As Russia and Austria-Hungary intervened in the fighting that broke out in the Balkans, the rest of Europe found itself sucked into "The Great War" (as it was called before we learned we had to count them). This period also brought other events that were to impact the decades ahead. Revolution and civil war plunged Russia, Germany and the remains of Austria-Hungary into chaos in the years that followed World War I. The Europe that emerged from this period was radically different: the Austro-Hungarian and Ottoman Empires had disappeared and a host of smaller states had appeared.
The Russian revolution of 1917 led to the creation of the Soviet Union, a self-declared revolutionary socialist state. A secret agreement between France and Britain, the Sykes-Picot Agreement, included dividing up the Middle East, which laid the foundation of the caldron that continues to this day (See the article "The Main Roadblock to Peace").
The League of Nations gave Britain the Mandate to provide a homeland for the Jews, but Britain peeled off 75% of that land to create the state of Jordan for the Palestinians.
World War II
Reeling from the excesses of the Treaty of Versailles, the people of Germany rallied behind Adolf Hitler in a quest to reestablish themselves. In 1938 Hitler annexed his native Austria and through deceits and intimidation succeeded in annexing Sudetenland, the strategic part of Czechoslovakia.

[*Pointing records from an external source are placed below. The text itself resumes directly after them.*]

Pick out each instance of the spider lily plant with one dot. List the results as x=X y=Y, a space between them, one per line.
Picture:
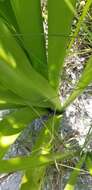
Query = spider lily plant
x=29 y=81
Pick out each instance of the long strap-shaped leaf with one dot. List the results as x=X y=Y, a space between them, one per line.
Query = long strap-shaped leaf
x=78 y=26
x=17 y=73
x=23 y=163
x=13 y=124
x=44 y=144
x=28 y=15
x=83 y=82
x=73 y=177
x=7 y=13
x=59 y=27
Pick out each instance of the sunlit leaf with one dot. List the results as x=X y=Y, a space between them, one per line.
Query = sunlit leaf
x=44 y=144
x=59 y=28
x=28 y=15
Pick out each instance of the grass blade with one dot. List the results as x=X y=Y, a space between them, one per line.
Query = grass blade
x=81 y=19
x=44 y=144
x=58 y=33
x=17 y=70
x=12 y=125
x=28 y=15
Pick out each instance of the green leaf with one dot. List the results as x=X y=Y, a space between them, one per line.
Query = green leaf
x=28 y=15
x=7 y=13
x=80 y=22
x=28 y=162
x=89 y=164
x=84 y=81
x=17 y=73
x=73 y=177
x=12 y=125
x=44 y=144
x=59 y=27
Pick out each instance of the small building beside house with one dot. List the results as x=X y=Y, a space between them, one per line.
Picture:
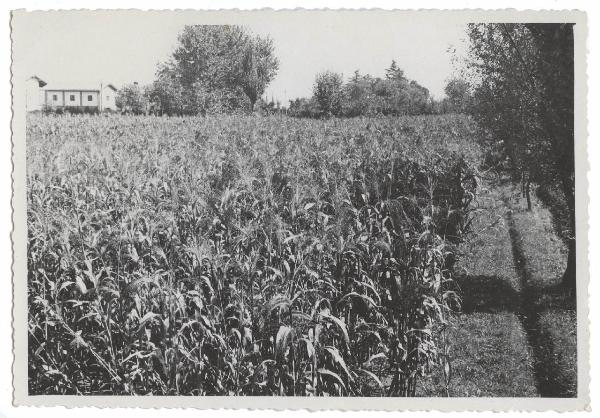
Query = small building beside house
x=89 y=99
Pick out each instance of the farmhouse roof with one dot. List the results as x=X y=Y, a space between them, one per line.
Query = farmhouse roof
x=41 y=83
x=78 y=87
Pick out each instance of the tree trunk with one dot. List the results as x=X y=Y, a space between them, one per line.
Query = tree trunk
x=528 y=194
x=569 y=278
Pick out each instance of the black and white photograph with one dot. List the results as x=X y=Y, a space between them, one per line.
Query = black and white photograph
x=333 y=205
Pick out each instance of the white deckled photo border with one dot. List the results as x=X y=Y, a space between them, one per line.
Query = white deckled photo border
x=19 y=236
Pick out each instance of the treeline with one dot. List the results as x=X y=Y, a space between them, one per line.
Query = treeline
x=226 y=69
x=214 y=69
x=365 y=95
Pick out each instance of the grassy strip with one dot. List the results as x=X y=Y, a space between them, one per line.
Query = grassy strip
x=550 y=315
x=490 y=355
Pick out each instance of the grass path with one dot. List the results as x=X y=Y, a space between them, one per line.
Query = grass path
x=490 y=354
x=548 y=313
x=516 y=334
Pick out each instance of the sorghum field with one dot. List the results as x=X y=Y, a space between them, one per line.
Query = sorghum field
x=244 y=255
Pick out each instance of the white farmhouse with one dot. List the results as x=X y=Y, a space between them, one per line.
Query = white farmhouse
x=41 y=95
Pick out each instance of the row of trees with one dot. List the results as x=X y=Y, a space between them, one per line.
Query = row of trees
x=365 y=95
x=214 y=69
x=523 y=78
x=225 y=69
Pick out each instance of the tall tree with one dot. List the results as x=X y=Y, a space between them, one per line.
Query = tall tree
x=524 y=94
x=328 y=94
x=217 y=68
x=259 y=67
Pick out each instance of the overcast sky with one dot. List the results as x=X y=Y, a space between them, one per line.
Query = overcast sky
x=122 y=47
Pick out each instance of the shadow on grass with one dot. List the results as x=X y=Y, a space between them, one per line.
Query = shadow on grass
x=550 y=379
x=487 y=294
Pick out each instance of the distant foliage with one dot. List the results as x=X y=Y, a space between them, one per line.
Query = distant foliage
x=132 y=99
x=458 y=96
x=243 y=256
x=215 y=69
x=364 y=95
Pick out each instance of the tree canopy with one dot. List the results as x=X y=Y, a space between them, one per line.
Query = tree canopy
x=215 y=69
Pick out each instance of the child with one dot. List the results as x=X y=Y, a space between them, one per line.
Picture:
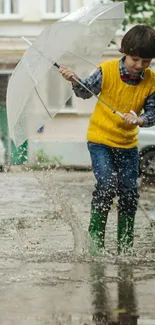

Britain and France abrogated their commitments to defend it, convinced that the appeasement would bring "peace in our time." But the rest of Czechoslovakia was then quickly overrun, and the subsequent invasion of Poland in September 1939 forced Britain and France, who had also promised to protect it, to declare war on Germany. World War II began.
Later that month the Soviet Union invaded Poland from the east, and Poland was then partitioned between Germany and the Soviet Union. The Soviet Union attacked Finland in the winter of 1939-40 and annexed the Baltic States and northern Romania. Germany went on to conquer Yugoslavia and Greece and launched the invasion of the USSR in 1941. Nazi Germany was at the peak of its power, with most of Europe under the control of Germany and its allies. In the USSR, Hitler's troops at first made rapid progress, advancing to the gates of Moscow and Leningrad, but the invasion turned into a war of attrition in which the German army was gradually ground down by the reviving Soviet Union. (Hitler learned the same lesson Napoleon had experienced earlier by not recognizing the "defense in depth" heritage of the ancient Scythians, the forebears of the Russians.)
The end of World War II saw Germany dramatically reduced in size and divided into East and West. Meanwhile the USSR gained Estonia, Latvia, Lithuania and Ukraine, and occupied northern East Prussia, including Konigsburg (Kaliningrad). Much of Eastern Europe effectively became an extension of a massively expanded Soviet Empire. The Soviet Bloc also created a buffer zone between the USSR and the rest of Western Europe.
In April 1949, the North Atlantic Treaty Organization (NATO) was formed by 10 Western European states, the U.S. and Canada to provide a military framework for cooperation in the face of what was seen as a common enemy. Relations between the West and the Soviet Union were plunged into the freeze known as "the Cold War."
World War II had left Europe scarred with deep ruins and despair. Many leaders realized that they could never let that happen again. However, numerous attempts at alliances and treaties were attempted, but doomed to failure. The roots of the tensions ran too deep.